Recent declines in the cost of DNA sequencing have enabled biologists to conduct experiments that produce very large DNA and protein sequence data sets. Understanding this data requires computational analyses to recognize known sequences and group new ones by similarity. As data sets grow, these analyses become a serious bottleneck to progress. Computer scientists have therefore tried to accelerate sequence analysis using hybrid computing architectures that combine multicore CPUs with accelerators, such as field-programmable gate arrays and graphics engines, whose performance equals that of tens or hundreds of CPU cores. To more effectively accelerate biosequence analysis tasks, new infrastructure is needed to facilitate both development of accelerated analytical tools and their deployment to biologists.
This project is a planning effort to create development and deployment infrastructure for accelerated biosequence analysis applications. The PIs are developing design criteria for a preferred hardware platform and set of software tools to speed the creation, validation, and deployment of biosequence accelerators. Key activities include qualifying hardware platforms, developing prototype software and firmware, and consulting developer and user communities for accelerated sequence analysis tools to guide the planning effort. In particular, the PIs are organizing a special track at a major accelerator design conference to solicit input on proposed infrastructure.
Developing the proposed infrastructure will stimulate creation of biosequence analysis accelerators with low cost, rapid deployment, and a large supporting developer and user community. More agile development will boost adoption of accelerators by biologists, empowering labs to analyze massive biosequence data sets and speeding discovery.

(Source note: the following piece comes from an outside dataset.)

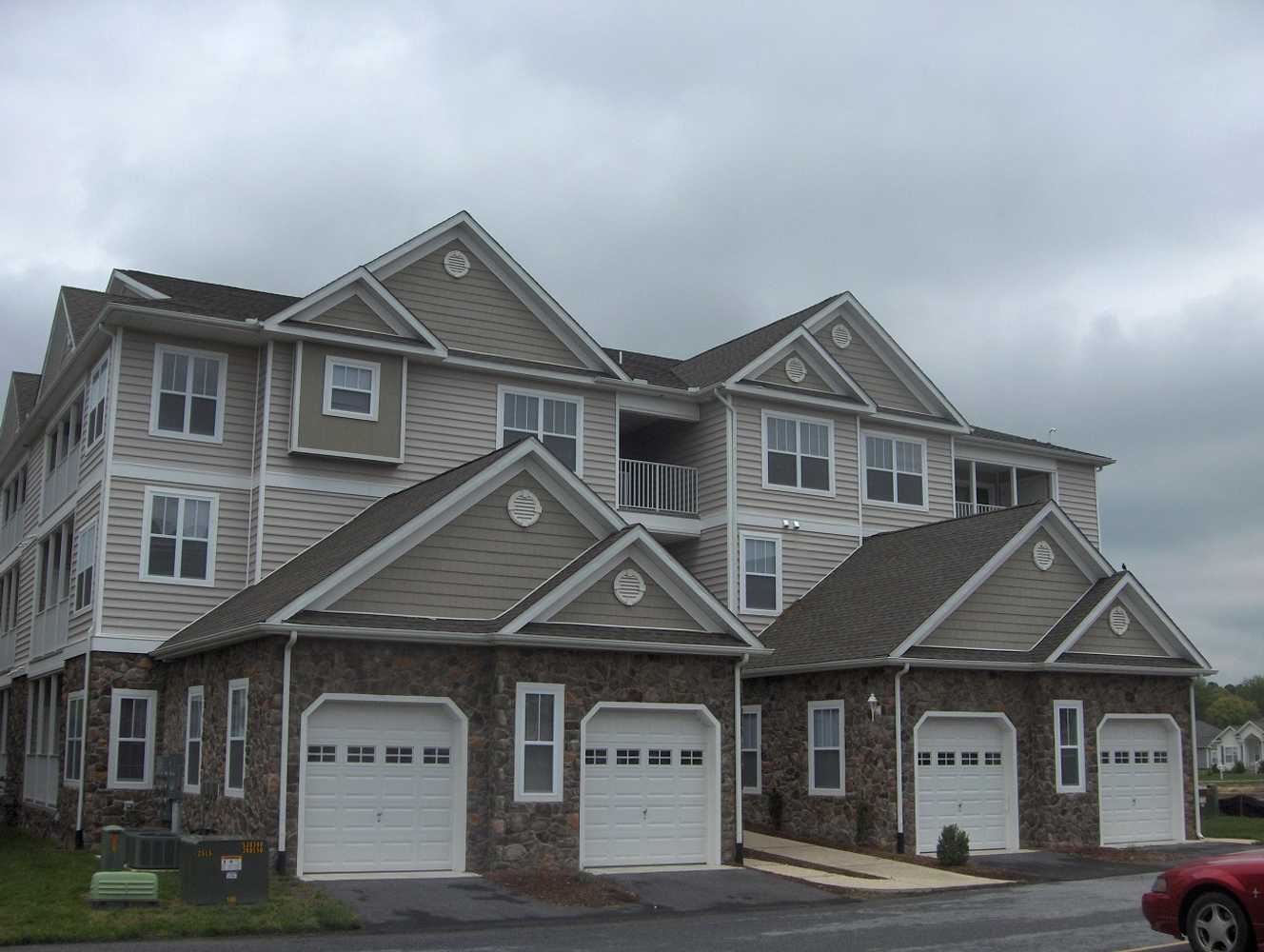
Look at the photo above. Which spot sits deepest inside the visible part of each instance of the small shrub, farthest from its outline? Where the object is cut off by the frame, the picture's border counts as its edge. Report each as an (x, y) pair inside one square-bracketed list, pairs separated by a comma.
[(953, 847)]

This project is a planning effort for a major new infrastructure for building and deploying accelerated bioinformatics computations. The infrastructure will enable rapid development of new streaming computations in biosequence analysis and related fields for deployment on a mixture of conventional CPUs, field-programmable gate arrays (FPGAs), and graphics processors (GPUs), with user interfaces suitable for the biological end-user community. Key aspects of the planning effort include (1) recruitment of a community of bioinformatics programmers and end-users for the new infrastructure, and (2) development of prototype hardware, software, and tools to evaluate the fitness of various approaches and components for the full system. With respect to community recruitment, we identified a cohort of accelerator developers from multiple institutions, including Northeastern University, UNC Charlotte, and the University of Florida, who are interested in working with us on the development, testing, and deployment of the new infrastructure. We also recruited an initial cohort of bioinformatics and biological users for the platform with no accelerator expertise, from both Washington University and Columbia University. Subsequently, we have been invited to join CHREC, the NSF Center for High-Performance Reconfigurable Computing, and are working to develop the appropriate indusrial relationships to prepare that formal proposal to NSF. With respect to prototype development, our group explored prototype hardware and software for the planned platform by developing firmware for one of the proposed hardware substrates (the GiDEL ProcStar cards) and software extensions for the Auto-Pipe system, which is planned as a substrate for streaming computations on the platform. In addition to the above work, which was directly funded by the current award, we made additional advances in modeling and optimization of streaming applications, with the assistance of doctoral students supported on this and related awards. The common thread was the question of how to effectively model streaming applications of the type we are developing, and how to use these models to improve the applications' performance. Our work directly supported one doctoral student, who defended his PhD in September 2014, as well as two research staff, and provided research opportunities for two other doctoral students, one of whom defended her PhD in August 2013.